From the moment Kora saw it for sale on the realtor’s website, she knew this was the building that would occupy her time on her self-imposed two-year hiatus. She’d hired a local inspector to check the place out and put in an offer after getting the all-clear, then signed the paperwork and transferred the purchase amount to the realtor without ever stepping foot inside. The internet was a wonderful thing.

Former brothel or not, it was the perfect spot for her new bookstore. She’d get it up and running, sell it, and head back to L.A. feeling refreshed and renewed.

Well, that was the plan.

Earl started feeling the wall again. “I heard there’s a secret room where they used to perform animal sacrifices.”

He wiggled a piece of trim. When it didn’t move, he tried another piece.

“Thankfully, my new bookstore will most definitely not be sacrificing animals and the secret room is definitely not underneath that nifty trim.”

He glanced at her and she pointed at the printer again. Of course, he wanted to know about the secret room. Everyone wanted to know about the secret room. No way was she telling Earl that the room was real.

With a sheepish grin, he approached the printer and stared at it.

“This model is ancient.” He grimaced. “Not sure I can fix something this old.”

“I figured, considering there was about two inches of dust on the top when I found it in the storage room.”

Earl slid into a thoughtful expression. “Well, it probably belonged to old man Lacy. His accounting firm was the last business in here. Yep, he dropped dead at his desk right over there in the corner. So I heard, anyway.”

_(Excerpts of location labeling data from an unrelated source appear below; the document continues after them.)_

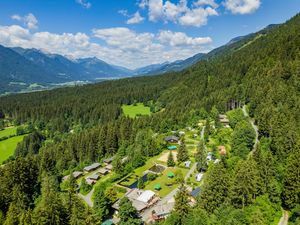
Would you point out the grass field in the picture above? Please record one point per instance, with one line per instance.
(8, 131)
(136, 110)
(7, 147)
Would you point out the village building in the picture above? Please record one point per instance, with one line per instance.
(224, 120)
(172, 139)
(109, 167)
(108, 161)
(103, 171)
(199, 177)
(140, 199)
(187, 164)
(92, 167)
(162, 211)
(76, 174)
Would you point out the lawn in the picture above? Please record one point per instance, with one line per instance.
(8, 131)
(136, 110)
(163, 180)
(7, 147)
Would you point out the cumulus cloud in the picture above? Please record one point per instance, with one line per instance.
(120, 45)
(84, 4)
(242, 6)
(29, 20)
(137, 18)
(196, 15)
(181, 39)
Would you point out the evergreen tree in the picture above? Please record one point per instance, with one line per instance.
(182, 206)
(291, 188)
(201, 157)
(128, 214)
(245, 183)
(170, 162)
(182, 155)
(216, 188)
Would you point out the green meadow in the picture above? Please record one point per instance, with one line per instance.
(8, 131)
(136, 110)
(7, 147)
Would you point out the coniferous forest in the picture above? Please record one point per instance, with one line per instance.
(77, 126)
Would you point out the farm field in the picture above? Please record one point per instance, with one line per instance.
(136, 110)
(7, 147)
(8, 131)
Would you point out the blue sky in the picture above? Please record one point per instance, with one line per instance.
(134, 33)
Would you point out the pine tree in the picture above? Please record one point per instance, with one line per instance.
(170, 162)
(216, 189)
(245, 183)
(182, 155)
(182, 207)
(128, 214)
(201, 157)
(291, 188)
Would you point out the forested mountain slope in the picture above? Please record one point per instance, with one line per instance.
(263, 73)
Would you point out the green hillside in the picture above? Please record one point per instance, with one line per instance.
(82, 125)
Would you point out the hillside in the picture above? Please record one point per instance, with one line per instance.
(82, 125)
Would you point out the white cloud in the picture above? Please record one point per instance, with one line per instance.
(196, 15)
(84, 4)
(120, 46)
(181, 39)
(137, 18)
(211, 3)
(29, 20)
(242, 6)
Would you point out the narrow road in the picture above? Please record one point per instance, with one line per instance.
(254, 127)
(191, 171)
(88, 198)
(284, 219)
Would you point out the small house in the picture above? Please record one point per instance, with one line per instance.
(91, 167)
(199, 177)
(109, 167)
(108, 161)
(224, 120)
(181, 133)
(103, 171)
(195, 192)
(172, 139)
(187, 164)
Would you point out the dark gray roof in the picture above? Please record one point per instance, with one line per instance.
(196, 192)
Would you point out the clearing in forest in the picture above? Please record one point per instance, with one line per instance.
(8, 147)
(135, 110)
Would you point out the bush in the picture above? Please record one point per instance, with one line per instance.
(151, 176)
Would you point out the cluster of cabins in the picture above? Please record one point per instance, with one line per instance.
(101, 171)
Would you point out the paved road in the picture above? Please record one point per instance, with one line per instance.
(254, 127)
(88, 198)
(284, 219)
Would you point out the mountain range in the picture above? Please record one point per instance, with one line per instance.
(31, 69)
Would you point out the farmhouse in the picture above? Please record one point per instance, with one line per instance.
(140, 199)
(103, 171)
(224, 120)
(172, 139)
(91, 167)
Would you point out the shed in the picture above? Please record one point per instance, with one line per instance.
(172, 147)
(187, 164)
(157, 187)
(103, 171)
(172, 139)
(196, 192)
(199, 176)
(171, 174)
(91, 167)
(146, 196)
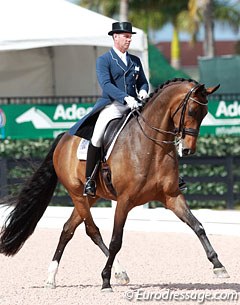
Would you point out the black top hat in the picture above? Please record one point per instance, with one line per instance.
(121, 27)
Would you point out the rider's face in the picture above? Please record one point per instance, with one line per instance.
(122, 41)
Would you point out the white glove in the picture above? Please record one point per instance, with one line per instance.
(143, 94)
(131, 102)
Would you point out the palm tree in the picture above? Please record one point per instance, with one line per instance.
(206, 12)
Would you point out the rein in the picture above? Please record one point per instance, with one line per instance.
(179, 132)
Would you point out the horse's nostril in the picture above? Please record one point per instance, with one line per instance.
(187, 151)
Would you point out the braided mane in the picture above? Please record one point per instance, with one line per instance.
(168, 82)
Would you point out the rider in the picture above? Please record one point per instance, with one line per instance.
(122, 79)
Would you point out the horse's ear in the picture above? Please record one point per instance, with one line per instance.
(200, 88)
(210, 90)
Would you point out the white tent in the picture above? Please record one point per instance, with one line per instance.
(49, 47)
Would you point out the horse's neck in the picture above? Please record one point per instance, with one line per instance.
(157, 114)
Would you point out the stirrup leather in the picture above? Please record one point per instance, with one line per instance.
(90, 188)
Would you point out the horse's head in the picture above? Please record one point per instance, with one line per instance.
(188, 112)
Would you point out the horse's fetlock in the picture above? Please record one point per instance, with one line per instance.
(200, 230)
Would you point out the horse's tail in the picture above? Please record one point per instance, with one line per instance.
(29, 205)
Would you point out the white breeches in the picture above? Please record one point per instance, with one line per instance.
(110, 112)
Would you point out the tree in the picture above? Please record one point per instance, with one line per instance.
(208, 11)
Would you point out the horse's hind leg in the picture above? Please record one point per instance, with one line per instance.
(67, 233)
(179, 206)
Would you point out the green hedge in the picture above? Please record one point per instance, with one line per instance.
(207, 146)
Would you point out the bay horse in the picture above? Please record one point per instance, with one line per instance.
(144, 167)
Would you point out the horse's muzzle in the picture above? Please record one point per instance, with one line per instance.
(187, 151)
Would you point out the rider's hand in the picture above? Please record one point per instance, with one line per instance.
(143, 94)
(131, 102)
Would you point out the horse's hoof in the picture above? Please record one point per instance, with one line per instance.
(49, 285)
(122, 278)
(221, 272)
(107, 290)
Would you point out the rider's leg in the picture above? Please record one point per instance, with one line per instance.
(110, 112)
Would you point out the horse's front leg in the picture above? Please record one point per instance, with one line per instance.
(115, 245)
(67, 233)
(179, 206)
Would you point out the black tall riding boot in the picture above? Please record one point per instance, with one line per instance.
(93, 158)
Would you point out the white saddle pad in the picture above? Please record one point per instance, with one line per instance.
(83, 145)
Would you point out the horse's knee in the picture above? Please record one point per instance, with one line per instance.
(199, 230)
(115, 245)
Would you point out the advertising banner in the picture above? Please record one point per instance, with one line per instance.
(223, 118)
(33, 121)
(39, 121)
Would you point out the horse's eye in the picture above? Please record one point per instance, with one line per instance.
(191, 112)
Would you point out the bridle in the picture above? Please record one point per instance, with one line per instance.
(179, 132)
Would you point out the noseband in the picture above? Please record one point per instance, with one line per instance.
(181, 130)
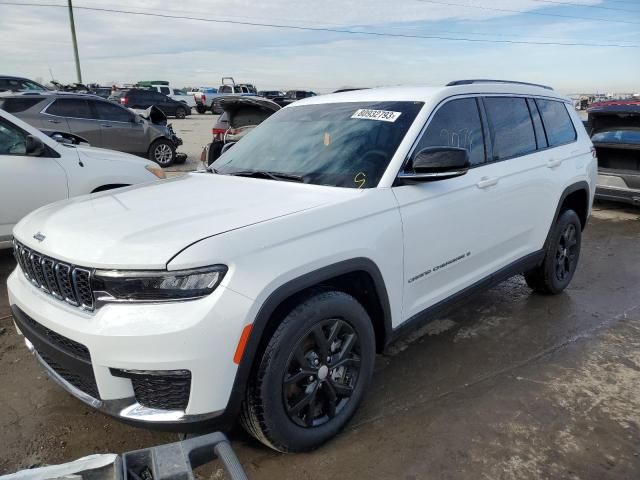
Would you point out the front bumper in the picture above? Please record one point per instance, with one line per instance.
(198, 336)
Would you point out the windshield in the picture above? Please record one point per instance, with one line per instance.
(617, 136)
(340, 144)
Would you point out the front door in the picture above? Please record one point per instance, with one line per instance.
(448, 225)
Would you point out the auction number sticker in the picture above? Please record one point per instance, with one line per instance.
(381, 115)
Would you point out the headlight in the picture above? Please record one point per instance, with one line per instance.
(156, 286)
(157, 171)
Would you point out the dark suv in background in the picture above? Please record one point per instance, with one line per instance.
(100, 122)
(141, 99)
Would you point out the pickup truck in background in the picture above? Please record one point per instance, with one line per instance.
(293, 96)
(207, 101)
(170, 91)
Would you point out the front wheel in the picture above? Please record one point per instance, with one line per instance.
(312, 375)
(163, 152)
(561, 256)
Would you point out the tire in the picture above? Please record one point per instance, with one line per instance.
(561, 256)
(163, 152)
(271, 411)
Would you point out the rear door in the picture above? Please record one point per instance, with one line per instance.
(520, 164)
(77, 115)
(26, 182)
(120, 130)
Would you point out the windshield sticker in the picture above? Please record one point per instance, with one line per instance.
(381, 115)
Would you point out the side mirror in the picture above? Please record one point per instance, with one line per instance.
(34, 146)
(227, 146)
(437, 163)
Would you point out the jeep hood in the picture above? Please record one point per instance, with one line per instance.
(145, 226)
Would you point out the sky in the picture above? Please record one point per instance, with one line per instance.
(125, 47)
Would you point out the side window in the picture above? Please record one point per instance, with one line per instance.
(541, 137)
(457, 124)
(19, 104)
(511, 128)
(109, 111)
(557, 122)
(70, 107)
(13, 141)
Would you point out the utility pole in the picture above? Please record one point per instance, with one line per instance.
(75, 42)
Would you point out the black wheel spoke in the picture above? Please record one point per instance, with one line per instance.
(301, 359)
(354, 361)
(308, 399)
(347, 345)
(342, 390)
(335, 330)
(321, 342)
(332, 398)
(296, 377)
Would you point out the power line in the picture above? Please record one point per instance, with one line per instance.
(325, 29)
(543, 14)
(332, 25)
(600, 7)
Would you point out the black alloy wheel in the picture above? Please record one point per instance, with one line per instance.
(566, 256)
(321, 373)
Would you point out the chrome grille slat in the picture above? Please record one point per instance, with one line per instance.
(63, 281)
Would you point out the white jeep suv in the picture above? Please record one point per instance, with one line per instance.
(336, 225)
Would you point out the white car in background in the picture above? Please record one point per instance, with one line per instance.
(37, 170)
(176, 94)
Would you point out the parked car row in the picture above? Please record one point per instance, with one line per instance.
(38, 170)
(99, 122)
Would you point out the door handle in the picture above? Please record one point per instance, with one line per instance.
(554, 162)
(486, 182)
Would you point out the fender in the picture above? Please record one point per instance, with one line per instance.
(282, 293)
(581, 185)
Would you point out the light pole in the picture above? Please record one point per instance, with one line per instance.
(75, 42)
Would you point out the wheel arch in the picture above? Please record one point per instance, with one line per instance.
(359, 277)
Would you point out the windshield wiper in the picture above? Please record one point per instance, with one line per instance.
(268, 174)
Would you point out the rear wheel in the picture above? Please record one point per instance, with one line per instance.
(561, 256)
(163, 152)
(312, 375)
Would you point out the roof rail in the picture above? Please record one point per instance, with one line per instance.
(485, 80)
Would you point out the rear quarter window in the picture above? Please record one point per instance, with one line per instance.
(557, 122)
(16, 105)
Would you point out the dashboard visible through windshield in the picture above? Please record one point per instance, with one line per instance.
(339, 144)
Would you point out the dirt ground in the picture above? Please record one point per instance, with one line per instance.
(511, 385)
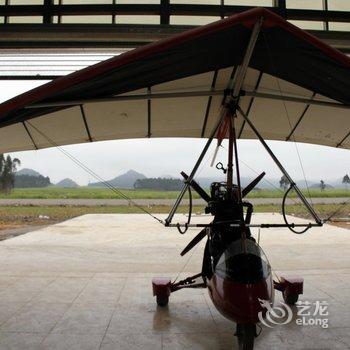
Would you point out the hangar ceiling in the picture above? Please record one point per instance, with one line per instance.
(44, 39)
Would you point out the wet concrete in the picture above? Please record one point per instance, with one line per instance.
(86, 284)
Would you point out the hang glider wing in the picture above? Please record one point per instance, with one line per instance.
(296, 88)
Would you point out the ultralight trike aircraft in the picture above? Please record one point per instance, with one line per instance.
(250, 76)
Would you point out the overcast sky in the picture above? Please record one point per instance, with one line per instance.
(157, 157)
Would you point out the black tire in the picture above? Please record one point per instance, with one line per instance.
(290, 299)
(245, 335)
(162, 300)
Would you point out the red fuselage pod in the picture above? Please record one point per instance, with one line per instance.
(241, 277)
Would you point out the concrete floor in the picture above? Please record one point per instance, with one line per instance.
(86, 284)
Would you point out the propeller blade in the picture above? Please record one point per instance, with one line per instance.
(194, 242)
(247, 189)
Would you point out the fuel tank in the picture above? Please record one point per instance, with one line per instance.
(240, 278)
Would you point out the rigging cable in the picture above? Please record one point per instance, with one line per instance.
(92, 173)
(293, 136)
(189, 213)
(287, 115)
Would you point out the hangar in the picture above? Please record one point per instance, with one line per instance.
(85, 314)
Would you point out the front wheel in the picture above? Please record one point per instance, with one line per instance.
(245, 334)
(289, 298)
(162, 300)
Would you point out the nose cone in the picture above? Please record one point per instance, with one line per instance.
(239, 302)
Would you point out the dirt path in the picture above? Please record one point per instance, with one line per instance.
(145, 202)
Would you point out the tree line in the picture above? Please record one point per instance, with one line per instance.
(284, 183)
(159, 184)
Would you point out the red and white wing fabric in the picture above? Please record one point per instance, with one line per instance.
(296, 88)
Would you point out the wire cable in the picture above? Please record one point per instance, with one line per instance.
(92, 173)
(273, 67)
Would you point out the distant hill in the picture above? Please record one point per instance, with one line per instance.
(126, 180)
(67, 183)
(317, 186)
(26, 178)
(27, 171)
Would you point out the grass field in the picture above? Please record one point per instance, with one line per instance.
(104, 193)
(59, 213)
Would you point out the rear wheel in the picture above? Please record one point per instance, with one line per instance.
(245, 334)
(162, 300)
(289, 298)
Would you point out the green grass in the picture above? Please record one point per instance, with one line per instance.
(58, 213)
(104, 193)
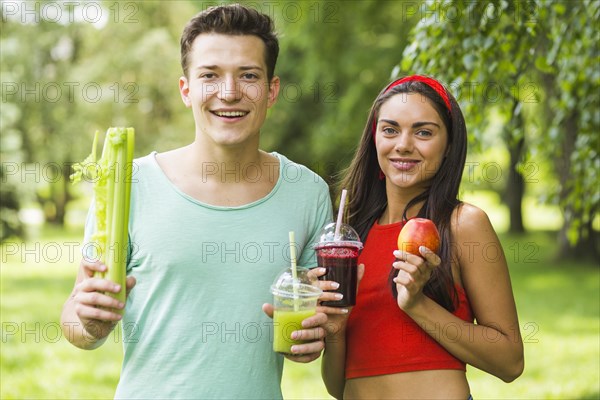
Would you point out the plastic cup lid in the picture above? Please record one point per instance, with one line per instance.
(302, 286)
(348, 237)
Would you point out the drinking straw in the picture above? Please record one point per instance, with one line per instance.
(294, 268)
(338, 223)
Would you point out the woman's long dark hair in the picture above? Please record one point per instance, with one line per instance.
(367, 194)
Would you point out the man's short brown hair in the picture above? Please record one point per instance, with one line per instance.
(232, 19)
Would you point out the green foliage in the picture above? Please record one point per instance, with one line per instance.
(533, 63)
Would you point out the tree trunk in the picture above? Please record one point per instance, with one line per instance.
(515, 188)
(587, 244)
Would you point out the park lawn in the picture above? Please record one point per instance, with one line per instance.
(559, 311)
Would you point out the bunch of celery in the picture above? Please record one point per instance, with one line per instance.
(111, 176)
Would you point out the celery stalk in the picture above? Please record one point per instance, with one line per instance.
(112, 194)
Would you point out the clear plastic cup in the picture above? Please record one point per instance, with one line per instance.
(339, 257)
(294, 299)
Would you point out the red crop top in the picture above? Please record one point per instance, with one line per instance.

Jesus. Kora hugged herself. She hadn’t been told about that.

“It was pretty awful. He died on a Friday while his wife was out of town, and no one found him until Monday morning. I hear the smell was getting bad in here for about a—”

She cringed. There was a reason she didn’t watch the news and generally stayed away from social media. Stories like this were bad for her stress level.

“So, anyway, the printer stopped printing the other day and won’t do a thing. Just see what you can do. If it’s not fixable, I’ll have to replace it.”